Associated Graph Data

Reaction nodes can be associated with three types of data:

  • Color Data: Referred to here as flux data, these values are used to color the nodes and the edges associated with the given reaction. When reversing reaction directionality, these values may also be reversed (See floating menu section). To upload reaction color data click on Load Reaction Color Data in the Upload/Download tab in the top menu.
  • Size Data: Defines the size of the reaction node when present. To upload reaction size data click on Load Reaction Size Data in the Upload/Download tab in the top menu.
  • Edge Width Data: Defines the thickness of the edges associated with the given reaction node. To upload edge width data click on Load Link Width Data in the Upload/Download tab in the top menu.

Metabolite nodes can be associated with two types of data:

  • Color Data: Referred to here as concentration data, these values are used to color metabolite nodes when present. To upload metabolite color data click on Load Metabolite Color Data in the Upload/Download tab in the top menu.
  • Size Data: Defines the size of the metabolite node when present. To upload metabolite size data click on Load Metabolite Size Data in the Upload/Download tab in the top menu.

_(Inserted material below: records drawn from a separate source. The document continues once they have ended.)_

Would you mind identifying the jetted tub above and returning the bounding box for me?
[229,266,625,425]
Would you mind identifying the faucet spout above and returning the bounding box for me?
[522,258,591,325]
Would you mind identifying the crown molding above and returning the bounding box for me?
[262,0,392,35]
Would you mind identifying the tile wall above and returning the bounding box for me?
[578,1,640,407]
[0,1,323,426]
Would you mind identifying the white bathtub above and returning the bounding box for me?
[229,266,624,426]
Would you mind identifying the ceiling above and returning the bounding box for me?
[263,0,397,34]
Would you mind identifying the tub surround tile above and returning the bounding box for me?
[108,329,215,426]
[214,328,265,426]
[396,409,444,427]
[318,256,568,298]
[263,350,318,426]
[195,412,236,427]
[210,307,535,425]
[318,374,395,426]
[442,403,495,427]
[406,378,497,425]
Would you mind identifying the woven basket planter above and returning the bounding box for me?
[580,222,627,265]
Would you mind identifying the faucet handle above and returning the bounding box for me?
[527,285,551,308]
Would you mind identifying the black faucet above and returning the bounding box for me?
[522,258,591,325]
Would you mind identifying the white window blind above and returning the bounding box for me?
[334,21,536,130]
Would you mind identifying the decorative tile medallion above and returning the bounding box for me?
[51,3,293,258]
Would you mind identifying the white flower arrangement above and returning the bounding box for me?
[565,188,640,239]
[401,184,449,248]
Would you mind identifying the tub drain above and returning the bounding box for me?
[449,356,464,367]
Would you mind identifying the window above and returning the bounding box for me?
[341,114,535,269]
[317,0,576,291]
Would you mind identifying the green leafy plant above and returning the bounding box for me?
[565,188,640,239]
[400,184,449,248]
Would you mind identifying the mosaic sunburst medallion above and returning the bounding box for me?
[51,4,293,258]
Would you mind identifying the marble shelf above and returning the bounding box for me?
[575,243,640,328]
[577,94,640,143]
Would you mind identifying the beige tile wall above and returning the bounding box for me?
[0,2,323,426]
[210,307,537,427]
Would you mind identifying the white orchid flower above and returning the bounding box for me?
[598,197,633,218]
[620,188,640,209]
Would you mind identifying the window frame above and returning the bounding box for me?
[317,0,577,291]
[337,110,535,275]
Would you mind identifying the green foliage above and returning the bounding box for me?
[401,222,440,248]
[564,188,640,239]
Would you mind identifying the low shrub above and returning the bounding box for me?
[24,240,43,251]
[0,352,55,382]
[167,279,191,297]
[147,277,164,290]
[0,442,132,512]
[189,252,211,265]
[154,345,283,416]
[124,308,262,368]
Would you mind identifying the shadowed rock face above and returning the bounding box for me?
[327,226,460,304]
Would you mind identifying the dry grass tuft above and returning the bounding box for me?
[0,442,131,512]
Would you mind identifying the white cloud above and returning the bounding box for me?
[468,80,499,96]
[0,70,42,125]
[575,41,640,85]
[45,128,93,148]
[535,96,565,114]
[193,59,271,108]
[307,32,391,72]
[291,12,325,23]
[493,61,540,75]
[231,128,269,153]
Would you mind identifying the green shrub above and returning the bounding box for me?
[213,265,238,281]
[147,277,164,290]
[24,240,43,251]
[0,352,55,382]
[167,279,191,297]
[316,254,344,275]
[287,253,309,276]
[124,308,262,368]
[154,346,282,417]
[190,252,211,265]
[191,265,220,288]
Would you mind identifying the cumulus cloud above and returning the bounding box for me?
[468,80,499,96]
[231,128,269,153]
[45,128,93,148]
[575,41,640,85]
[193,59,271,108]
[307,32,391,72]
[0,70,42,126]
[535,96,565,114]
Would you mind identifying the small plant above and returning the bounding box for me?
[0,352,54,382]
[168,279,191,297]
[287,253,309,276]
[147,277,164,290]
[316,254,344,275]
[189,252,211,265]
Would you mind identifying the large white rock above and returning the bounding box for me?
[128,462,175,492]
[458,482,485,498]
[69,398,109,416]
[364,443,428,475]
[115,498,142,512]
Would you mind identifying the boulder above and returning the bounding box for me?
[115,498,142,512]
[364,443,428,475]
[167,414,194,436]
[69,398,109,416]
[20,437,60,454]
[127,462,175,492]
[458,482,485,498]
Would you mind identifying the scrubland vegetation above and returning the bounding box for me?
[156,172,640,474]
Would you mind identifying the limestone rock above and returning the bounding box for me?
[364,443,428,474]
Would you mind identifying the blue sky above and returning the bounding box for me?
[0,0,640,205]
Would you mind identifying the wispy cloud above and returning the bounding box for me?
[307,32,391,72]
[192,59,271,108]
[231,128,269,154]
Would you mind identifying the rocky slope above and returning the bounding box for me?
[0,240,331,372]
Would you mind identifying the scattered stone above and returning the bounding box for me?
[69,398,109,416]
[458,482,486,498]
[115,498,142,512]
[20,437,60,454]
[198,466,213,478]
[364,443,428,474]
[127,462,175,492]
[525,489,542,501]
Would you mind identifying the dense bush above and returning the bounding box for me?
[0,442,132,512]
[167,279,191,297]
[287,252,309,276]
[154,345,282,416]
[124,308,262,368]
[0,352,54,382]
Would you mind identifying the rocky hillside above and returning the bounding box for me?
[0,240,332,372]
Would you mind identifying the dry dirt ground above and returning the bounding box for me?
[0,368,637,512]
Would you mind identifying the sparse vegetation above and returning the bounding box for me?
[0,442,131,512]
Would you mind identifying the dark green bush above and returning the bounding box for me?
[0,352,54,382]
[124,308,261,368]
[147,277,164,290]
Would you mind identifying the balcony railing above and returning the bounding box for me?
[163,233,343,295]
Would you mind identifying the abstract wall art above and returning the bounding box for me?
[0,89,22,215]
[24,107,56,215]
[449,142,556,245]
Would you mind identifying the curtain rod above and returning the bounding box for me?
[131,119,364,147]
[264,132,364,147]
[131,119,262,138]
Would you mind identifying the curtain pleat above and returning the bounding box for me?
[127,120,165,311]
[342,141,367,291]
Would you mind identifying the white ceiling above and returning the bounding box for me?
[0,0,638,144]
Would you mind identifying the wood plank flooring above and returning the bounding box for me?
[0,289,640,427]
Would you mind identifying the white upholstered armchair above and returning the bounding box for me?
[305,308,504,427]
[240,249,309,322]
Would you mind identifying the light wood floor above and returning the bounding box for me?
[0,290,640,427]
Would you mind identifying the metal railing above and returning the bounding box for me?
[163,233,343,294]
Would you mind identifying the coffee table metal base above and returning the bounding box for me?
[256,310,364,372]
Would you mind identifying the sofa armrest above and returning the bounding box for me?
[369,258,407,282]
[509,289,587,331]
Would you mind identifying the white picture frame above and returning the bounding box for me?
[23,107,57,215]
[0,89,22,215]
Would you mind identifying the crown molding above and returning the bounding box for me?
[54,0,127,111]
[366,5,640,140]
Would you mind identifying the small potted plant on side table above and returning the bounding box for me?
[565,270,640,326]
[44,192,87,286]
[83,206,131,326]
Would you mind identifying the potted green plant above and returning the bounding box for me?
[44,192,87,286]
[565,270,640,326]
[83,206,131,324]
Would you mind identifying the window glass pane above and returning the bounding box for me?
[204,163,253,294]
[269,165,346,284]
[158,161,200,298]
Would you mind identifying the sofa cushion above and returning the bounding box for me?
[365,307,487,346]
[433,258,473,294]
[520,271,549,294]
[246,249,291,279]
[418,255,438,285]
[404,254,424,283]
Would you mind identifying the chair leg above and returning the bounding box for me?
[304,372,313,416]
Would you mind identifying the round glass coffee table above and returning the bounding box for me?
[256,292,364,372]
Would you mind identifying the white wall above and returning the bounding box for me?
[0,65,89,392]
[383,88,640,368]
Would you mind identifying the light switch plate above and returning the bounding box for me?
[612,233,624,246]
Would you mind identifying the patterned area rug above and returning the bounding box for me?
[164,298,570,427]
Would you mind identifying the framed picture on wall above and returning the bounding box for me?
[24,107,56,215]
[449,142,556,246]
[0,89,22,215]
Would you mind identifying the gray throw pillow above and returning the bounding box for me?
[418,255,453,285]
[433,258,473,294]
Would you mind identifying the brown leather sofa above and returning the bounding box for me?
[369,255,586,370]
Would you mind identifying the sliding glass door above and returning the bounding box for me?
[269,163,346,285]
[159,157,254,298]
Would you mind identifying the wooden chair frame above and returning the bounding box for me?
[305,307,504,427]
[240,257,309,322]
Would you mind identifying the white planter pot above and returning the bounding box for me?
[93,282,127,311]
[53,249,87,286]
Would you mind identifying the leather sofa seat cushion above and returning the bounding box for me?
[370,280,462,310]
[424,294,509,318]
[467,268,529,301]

Color and size scales can be modified following the data upload, and this functionality will be explained in further detail in the following sections. Uploaded data propagates to all nodes in all subgraphs in the given map. That is, if a reaction or metabolite in the file loaded are present in a subgraph different than the one currently displayed, that data will still be assigned to that node. To view the data associated with a given node, turn on the tooltip function on the floating menu and hover over the node. Alternatively, if you wish to change any data after it has been uploaded, use the Edit Attributes function also in the floating menu. These changes will not be propagated, however. That is, changing the concentration value of pyruvate in the current graph does not change it in other graphs. To remove any data type simply click the Remove button next to the given data type in the Upload/Download tab in the top menu.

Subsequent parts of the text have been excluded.